En matière de santé, il faut bien le reconnaître, nous sommes les mieux protégés au monde et notre médecine est l’une des plus performantes. Mais, en contrepartie, cela coûte cher et la France comporte quelques « zones désertiques thérapeutiques », notamment dans nos campagnes. Oui, mais le réseau téléphonique filaire et cellulaire couvre tout l’Hexagone, donc Internet aussi, et l’électronique fait des bonds spectaculaires en matière de miniaturisation. Résultat : la e-Santé ou la télémédecine est en train de se développer.
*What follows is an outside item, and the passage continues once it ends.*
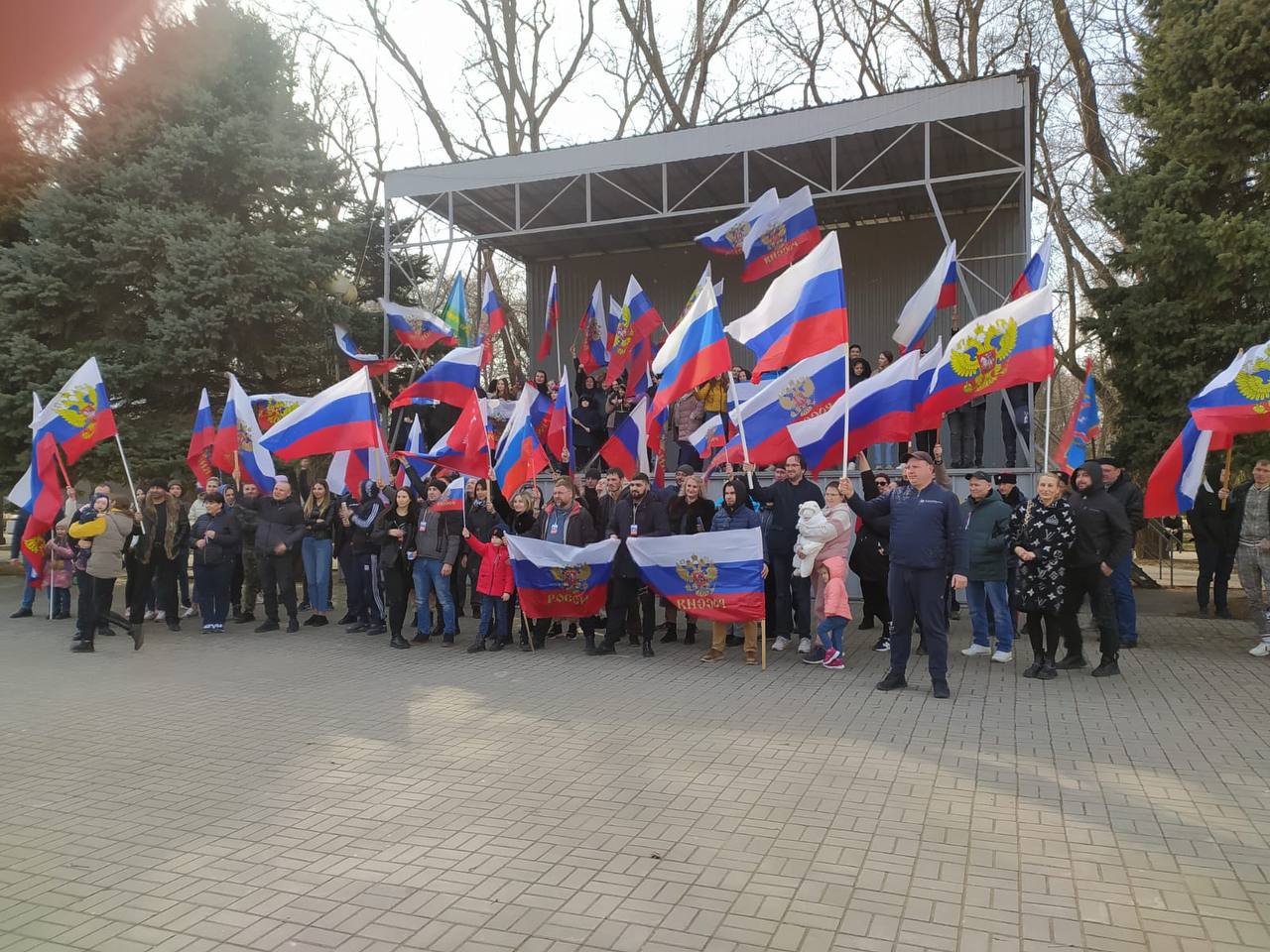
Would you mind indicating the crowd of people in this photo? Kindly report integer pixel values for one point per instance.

Et les domaines sont vastes comme par exemple, la téléprescription qui permet la dématérialisation des prescriptions médicales et évite ainsi des déplacements inutiles, ou encore la télévigilance. Elle consiste à surveiller à distance des personnes grâce à des capteurs qui détectent positions, comportements, fonctionnement des organes vitaux et même géolocalisation.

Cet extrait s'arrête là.